Robert Kiyosaki Repeats 2026 Crash Warning
Kiyosaki referred back to his 2013 book Rich Dad’s Prophecy in the post. He said he had long warned that a larger crash could follow the 2008 crisis.
He also cited his past comments about Lehman Brothers before its collapse. Then he shifted to BlackRock and described its private credit exposure as the next source of stress.
REPEATING A WARNING
In Rich Dad’s Prophecy (2013) I warned the biggest stock market crash in history….was STILL coming.
In 2026, I hope I am wrong…. Yet I am afraid that crash is now arriving.
Why did I make that prediction?
Because the cause of the 2008 crash, the GFC,…
— Robert Kiyosaki (@theRealKiyosaki) March 10, 2026
Kiyosaki wrote that he hoped he was wrong about the outcome. Still, he said a breakdown at BlackRock could move quickly and damage retirement savings.
He again framed the warning around debt levels and financial system pressure. That message matched other recent crash calls he has made in public comments.
BlackRock’s Fund Move Drew Fresh Attention
BlackRock restricted withdrawals from its $26 billion HPS Corporate Lending Fund after redemption requests exceeded the fund’s 5% quarterly limit. Reuters reported that investors sought to withdraw about $1.2 billion, or 9.3% of net asset value.

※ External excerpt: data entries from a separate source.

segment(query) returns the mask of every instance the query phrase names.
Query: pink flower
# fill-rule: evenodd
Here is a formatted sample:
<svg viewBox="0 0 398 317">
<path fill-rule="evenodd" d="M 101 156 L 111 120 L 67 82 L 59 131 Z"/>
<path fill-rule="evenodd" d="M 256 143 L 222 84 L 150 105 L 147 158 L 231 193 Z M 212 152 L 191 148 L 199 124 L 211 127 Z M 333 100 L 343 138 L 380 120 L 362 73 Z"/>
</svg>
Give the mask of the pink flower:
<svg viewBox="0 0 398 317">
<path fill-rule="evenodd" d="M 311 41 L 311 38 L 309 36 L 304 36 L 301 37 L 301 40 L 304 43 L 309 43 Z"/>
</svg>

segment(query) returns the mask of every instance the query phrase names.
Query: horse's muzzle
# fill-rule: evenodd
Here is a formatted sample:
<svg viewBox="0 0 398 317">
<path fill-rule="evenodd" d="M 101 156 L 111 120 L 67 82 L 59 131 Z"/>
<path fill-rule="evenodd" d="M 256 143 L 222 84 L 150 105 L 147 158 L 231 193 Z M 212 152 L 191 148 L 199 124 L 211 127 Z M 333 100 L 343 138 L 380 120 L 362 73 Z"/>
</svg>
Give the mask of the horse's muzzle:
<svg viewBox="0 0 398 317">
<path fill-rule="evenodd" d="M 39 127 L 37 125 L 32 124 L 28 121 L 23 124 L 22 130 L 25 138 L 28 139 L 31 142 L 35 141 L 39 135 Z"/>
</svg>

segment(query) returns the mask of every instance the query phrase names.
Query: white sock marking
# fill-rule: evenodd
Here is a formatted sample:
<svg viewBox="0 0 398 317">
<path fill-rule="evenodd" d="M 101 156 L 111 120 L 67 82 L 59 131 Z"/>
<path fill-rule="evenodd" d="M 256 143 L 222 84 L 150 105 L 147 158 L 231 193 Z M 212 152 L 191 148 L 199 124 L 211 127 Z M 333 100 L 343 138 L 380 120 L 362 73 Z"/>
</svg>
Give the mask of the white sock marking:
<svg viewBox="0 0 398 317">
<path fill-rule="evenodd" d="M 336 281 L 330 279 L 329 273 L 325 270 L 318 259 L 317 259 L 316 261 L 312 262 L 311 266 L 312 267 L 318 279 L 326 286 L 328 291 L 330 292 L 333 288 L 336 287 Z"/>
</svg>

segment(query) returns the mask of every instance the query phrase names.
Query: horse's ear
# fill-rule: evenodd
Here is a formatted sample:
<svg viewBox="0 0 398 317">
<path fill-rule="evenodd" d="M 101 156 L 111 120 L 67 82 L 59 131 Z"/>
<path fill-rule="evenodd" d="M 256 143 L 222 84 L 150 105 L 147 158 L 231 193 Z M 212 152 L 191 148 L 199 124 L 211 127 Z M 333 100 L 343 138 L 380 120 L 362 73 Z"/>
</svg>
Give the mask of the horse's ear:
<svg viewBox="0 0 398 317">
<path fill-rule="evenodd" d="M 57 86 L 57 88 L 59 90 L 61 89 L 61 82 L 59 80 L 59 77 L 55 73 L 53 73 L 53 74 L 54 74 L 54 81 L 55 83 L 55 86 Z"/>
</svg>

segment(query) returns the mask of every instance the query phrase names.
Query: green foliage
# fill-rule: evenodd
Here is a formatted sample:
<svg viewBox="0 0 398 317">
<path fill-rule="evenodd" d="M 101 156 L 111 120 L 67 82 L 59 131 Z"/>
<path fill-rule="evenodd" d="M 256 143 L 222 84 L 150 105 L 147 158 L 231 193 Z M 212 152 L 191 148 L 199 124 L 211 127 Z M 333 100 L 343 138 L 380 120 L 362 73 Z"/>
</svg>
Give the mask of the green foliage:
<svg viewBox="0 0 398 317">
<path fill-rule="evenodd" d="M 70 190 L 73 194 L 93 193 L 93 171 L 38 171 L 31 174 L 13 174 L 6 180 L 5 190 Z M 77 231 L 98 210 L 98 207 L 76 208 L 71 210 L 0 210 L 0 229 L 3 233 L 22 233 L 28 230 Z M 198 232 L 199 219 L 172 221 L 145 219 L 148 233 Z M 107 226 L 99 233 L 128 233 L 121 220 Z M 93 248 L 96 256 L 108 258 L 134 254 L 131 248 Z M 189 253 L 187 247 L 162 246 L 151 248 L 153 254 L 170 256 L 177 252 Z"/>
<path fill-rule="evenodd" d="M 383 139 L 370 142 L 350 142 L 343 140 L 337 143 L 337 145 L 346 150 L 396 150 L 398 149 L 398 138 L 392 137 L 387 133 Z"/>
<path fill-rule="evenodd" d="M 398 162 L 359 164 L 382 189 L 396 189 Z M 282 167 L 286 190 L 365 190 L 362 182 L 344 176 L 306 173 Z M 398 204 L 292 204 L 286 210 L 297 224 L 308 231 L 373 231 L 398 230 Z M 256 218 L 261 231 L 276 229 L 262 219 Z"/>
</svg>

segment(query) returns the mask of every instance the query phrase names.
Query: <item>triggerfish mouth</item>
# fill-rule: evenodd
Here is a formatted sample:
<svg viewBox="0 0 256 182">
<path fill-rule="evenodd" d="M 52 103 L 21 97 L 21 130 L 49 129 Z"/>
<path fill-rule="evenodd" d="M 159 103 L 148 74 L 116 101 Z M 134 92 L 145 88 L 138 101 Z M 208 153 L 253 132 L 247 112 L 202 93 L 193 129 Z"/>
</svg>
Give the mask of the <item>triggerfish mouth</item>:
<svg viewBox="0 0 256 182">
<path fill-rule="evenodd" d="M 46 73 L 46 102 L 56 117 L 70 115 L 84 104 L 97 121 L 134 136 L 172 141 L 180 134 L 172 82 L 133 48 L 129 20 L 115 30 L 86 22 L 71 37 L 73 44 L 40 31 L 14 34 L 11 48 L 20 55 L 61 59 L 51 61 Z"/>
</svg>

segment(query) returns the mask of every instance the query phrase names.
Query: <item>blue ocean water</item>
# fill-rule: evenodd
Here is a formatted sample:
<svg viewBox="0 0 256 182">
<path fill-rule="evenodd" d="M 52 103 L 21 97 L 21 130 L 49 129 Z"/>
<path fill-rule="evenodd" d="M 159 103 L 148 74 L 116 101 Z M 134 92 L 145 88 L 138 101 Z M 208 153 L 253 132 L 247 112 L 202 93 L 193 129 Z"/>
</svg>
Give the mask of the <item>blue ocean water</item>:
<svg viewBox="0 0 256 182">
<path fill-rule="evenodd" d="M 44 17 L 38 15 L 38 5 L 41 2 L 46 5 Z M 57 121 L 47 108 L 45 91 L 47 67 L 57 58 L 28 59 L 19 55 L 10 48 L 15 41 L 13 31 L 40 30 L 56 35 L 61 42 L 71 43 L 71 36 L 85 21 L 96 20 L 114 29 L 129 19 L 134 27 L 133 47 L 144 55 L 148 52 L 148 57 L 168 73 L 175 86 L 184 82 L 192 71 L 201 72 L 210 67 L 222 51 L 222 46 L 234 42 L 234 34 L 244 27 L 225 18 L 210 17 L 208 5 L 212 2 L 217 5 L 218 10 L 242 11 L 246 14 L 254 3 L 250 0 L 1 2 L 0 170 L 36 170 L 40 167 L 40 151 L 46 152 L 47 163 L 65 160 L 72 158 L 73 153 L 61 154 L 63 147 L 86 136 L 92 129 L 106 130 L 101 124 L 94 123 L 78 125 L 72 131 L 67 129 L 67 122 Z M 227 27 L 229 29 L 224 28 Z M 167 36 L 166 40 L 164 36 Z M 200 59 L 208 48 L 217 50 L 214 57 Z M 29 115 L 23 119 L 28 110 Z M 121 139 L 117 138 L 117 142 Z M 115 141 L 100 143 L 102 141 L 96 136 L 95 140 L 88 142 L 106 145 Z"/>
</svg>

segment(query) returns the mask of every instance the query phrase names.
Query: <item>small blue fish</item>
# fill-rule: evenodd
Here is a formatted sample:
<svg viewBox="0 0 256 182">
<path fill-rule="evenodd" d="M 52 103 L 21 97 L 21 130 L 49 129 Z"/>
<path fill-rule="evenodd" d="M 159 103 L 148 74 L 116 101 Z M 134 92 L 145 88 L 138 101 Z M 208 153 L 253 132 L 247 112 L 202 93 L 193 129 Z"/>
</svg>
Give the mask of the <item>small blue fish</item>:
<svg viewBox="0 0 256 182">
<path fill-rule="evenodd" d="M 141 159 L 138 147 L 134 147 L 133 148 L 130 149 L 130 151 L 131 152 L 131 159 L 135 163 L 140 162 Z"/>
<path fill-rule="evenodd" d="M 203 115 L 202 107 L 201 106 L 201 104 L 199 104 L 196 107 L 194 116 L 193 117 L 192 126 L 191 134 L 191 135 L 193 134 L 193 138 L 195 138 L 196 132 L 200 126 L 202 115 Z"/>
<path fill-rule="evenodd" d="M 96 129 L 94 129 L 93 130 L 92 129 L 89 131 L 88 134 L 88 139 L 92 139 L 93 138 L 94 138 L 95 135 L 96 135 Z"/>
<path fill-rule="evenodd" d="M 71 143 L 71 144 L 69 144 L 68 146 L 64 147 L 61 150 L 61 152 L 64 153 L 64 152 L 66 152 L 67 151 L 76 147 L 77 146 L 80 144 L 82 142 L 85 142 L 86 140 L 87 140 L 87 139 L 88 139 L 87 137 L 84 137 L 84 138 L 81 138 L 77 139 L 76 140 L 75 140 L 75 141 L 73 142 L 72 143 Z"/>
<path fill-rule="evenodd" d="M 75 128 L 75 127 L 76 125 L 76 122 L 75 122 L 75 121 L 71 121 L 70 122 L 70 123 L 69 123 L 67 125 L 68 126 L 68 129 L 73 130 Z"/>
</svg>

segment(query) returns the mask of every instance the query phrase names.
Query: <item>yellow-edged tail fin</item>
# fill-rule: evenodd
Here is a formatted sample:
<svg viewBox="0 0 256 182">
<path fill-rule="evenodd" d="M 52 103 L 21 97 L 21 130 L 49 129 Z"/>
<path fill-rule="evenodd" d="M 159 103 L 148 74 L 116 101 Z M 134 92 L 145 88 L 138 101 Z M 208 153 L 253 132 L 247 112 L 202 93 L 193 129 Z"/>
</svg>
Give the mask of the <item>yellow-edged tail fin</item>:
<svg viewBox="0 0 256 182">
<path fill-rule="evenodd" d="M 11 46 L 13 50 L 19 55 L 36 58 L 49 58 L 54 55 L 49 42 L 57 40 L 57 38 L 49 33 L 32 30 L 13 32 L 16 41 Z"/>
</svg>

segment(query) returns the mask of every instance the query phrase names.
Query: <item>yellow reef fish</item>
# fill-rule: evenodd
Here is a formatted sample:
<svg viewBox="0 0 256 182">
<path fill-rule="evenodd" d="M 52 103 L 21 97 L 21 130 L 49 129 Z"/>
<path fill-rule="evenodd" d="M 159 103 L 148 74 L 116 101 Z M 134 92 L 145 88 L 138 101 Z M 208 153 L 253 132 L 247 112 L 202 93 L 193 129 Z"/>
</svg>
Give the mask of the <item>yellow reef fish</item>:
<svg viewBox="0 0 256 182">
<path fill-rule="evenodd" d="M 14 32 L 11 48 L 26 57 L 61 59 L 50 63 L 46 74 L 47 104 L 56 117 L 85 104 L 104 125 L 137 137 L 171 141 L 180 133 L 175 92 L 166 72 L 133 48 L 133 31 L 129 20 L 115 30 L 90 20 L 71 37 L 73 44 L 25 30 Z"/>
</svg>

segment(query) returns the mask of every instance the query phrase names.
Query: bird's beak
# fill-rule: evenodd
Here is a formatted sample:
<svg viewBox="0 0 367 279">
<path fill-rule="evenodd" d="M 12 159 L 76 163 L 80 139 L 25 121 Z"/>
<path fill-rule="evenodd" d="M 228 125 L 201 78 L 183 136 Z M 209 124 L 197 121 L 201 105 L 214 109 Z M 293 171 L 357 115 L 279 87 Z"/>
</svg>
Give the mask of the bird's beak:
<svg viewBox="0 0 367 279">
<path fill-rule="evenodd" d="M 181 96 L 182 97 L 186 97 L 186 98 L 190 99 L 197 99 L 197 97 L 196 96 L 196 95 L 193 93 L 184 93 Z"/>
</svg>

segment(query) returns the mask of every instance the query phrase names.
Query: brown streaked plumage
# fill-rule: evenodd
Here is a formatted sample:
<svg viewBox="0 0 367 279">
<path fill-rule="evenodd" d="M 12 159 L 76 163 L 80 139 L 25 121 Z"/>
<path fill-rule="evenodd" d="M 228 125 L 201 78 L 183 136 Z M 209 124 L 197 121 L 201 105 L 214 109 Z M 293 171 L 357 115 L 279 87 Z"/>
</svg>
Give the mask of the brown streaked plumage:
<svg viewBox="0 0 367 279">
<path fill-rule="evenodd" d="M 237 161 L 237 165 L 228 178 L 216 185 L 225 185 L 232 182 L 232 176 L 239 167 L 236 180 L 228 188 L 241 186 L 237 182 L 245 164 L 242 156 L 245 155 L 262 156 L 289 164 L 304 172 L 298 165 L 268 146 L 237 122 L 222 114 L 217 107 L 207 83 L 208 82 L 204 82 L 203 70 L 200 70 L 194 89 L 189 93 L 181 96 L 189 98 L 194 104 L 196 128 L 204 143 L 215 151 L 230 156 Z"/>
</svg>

The move came during wider stress in private credit markets. Reuters said recent defaults and market concern added pressure across the sector.
Other reports also described the step as a sign of investor caution. The Financial Times said BlackRock met only part of the withdrawal demand under the fund’s stated limit.
Kiyosaki’s post did not include direct balance sheet data on BlackRock. However, the timing of his warning followed the withdrawal cap decision made public on March 6.
Silver and Crypto Remain Part of his Message
Kiyosaki again urged followers to buy hard assets and select cryptocurrencies. In the post, he named gold, silver, Bitcoin, Ethereum, and partnerships in oil wells.
He placed special attention on silver because of its lower entry cost. He told followers that even $10 could buy what he called “junk silver,” such as old dimes and quarters.
He also used stronger language around personal spending choices. In the same message, he told people to skip one meal if needed and put that money into silver.
That advice kept the focus on small retail buyers as well as larger investors. It also showed that Kiyosaki’s current warning is tied to both market fear and asset allocation.
Market Warning Meets Ongoing Skepticism
Robert Kiyosaki has issued many crash warnings in recent years. Some reports noted that his repeated calls have drawn criticism because earlier timelines did not lead to the collapse he predicted.
Even in this case, he said he hoped the warning would prove wrong. That statement left room for uncertainty in his own outlook.
Still, his latest post gained attention because it named a specific firm and a specific market segment. The fresh focus was BlackRock and the strain now visible in private credit redemptions.